HealthML / self-supervised-3d-tasks

Apache License 2.0
187 stars 40 forks source link

Failed to reproduce CPC pancreas finetuning : encountered NaN-Loss in function #28

Open eleyine opened 2 years ago

eleyine commented 2 years ago

Hi,

Thank you for publishing your work. I'm trying to reproduce it in order to apply it to another dataset. However, I'm having trouble reproducing the downstream segmentation task on the 2D pancreas dataset using the CPC algorithm.

I correctly formatted the data to 128 x 128 2D arrays, succesfully trained the model with the CPC self-supervised task, obtained around 90% accuracy and saved the model checkpoint.

When running finetune.py, I keep on getting a NaN loss exception (thrown here).
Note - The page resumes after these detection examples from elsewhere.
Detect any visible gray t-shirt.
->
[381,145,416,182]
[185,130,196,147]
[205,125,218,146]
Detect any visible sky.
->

Adding clipnorm=1 and clipvalue=1 to the config file didn't help.

For reference, I used the following config :

{
  "algorithm": "cpc",
  "data_dir_train": "/data/images_slices_128_labeled_single_finetune/train/img",
  "data_dir_test": "/data/images_slices_128_labeled_single_finetune/test/img",
  "model_checkpoint":"/netstore/workspace/cpc_pancreas2d_1/weights-150.hdf5",
  "dataset_name": "pancreas2d",

  "data_is_3D": false,
  "val_split": 0.05,

  "code_size": 1024,
  "patches_per_side": 5,
  "data_dim": 128,

  "loss": "weighted_dice_loss",
  "scores": ["dice", "jaccard", "dice_pancreas_0", "dice_pancreas_1", "dice_pancreas_2"],
  "metrics": ["accuracy", "weighted_dice_coefficient", "weighted_dice_coefficient_per_class_pancreas"],

  "top_architecture": "big_fully",
  "prediction_architecture": "unet_2d_upconv",
  "number_channels": 1,
  "batch_size": 64,

  "exp_splits": [10, 50, 100],
  "lr": 1e-3,
  "epochs_initialized": 400,
  "epochs_frozen": 0,
  "epochs_random": 0,
  "epochs_warmup": 5,
  "repetitions": 3
}

Any help is appreciated. Thanks in advance!